Detailed Topic Index

Thursday, November 21, 2019

Stryd running power - validation with VO2 testing

I am always looking for interesting wearable devices but since I don't run, have neglected that particular sport.  I recently reviewed some impressive Stryd data metrics and wanted to share them.  First, what is Stryd?  It is essentially a power meter for runners.  Using various motion sensor data fields and rules of physics it is able to compute effective running power.  The hardware includes both 3-axis gyroscope, 3-axis accelerometer and now wind sensing in the newest version.

Is this tech new?  No, in fact many years ago I used something called an "Ibike", now rebranded as the "Powerpod".  This device used similar principles of physics to estimate cycling power:

Unfortunately, it was a pain to calibrate and was not very accurate compared to conventional power meters.

Given my prior poor experience with the "Powerpod" and my personal avoidance of running (bad knees), I never paid much attention to Stryd.  However, recently my friend the cross country skier did his VO2 (near) max test and was wearing the Stryd.  This gives us an ideal opportunity to see how well the Stryd tracks with VO2.  Why is this important?  With cycling power, we have the simple ability to test an established strain gauge related power meter (like the Powertap, Assomia) against something like the Powerpod that uses environmental sensors (speed, wind, acceleration).  The Stryd has no easy direct comparison device.  But, since work rate (power) is linearly related to VO2 (oxygen consumption), especially up to the second lactate threshold, we can benchmark the Stryd to an alternate reliable benchmark.

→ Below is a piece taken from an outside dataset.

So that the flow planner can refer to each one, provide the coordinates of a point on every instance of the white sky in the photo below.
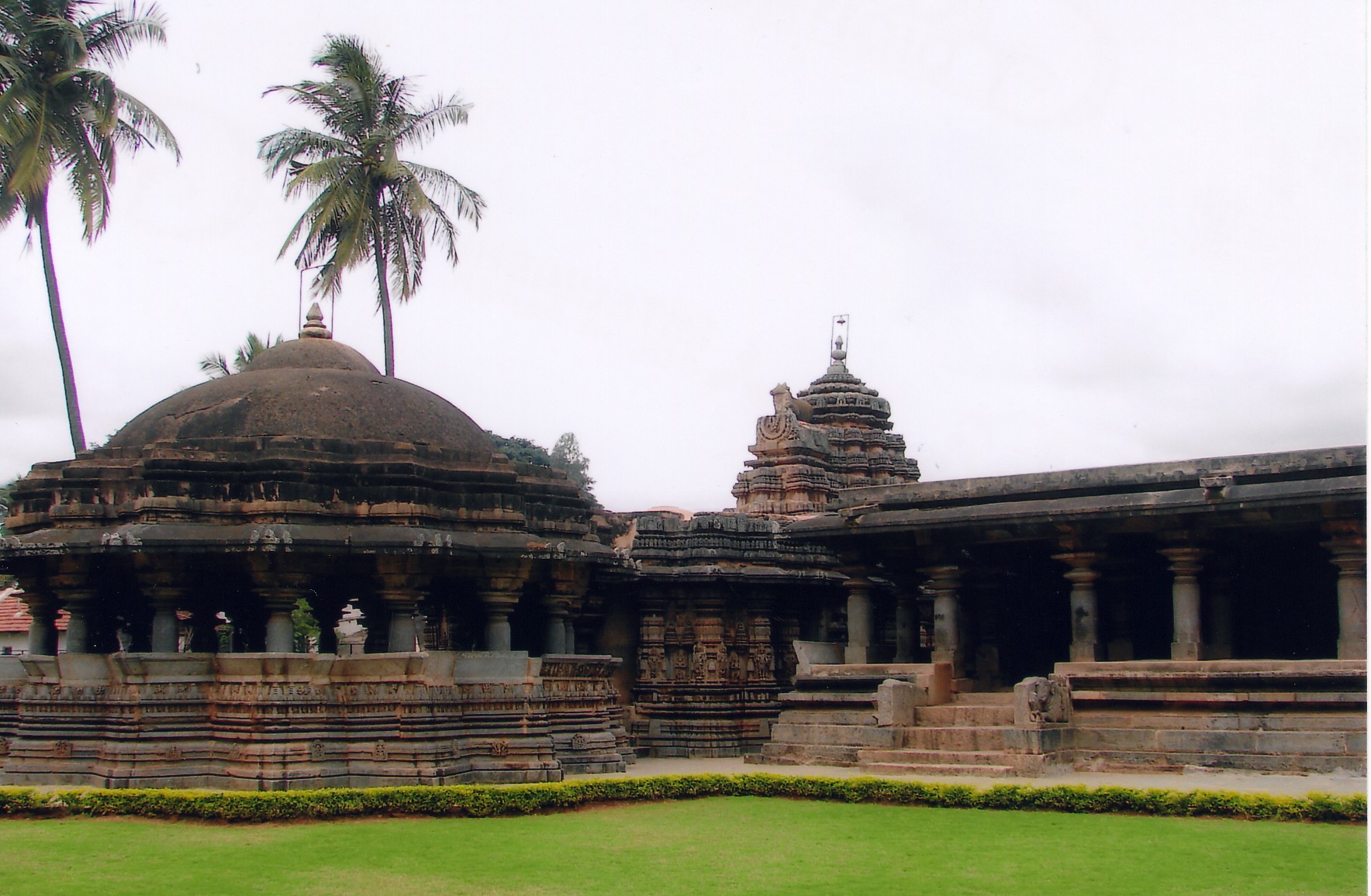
(1069, 233)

Are there any validation studies? 
I searched through Pubmed and found very little published work on the Stryd.  The company claims to have VO2 vs Stryd power testing results on their website, but of course that is open to skepticism.

We do have this comparison study:

Which does not look good at all.  A very weak relation of Stryd power to VO2 exits, hence their conclusion:
The main issue here is that the test was done with an early device, the Stryd Pioneer which is a chest mounted triaxial accelerometer:

I almost wonder if they would have been better served not even producing this device.  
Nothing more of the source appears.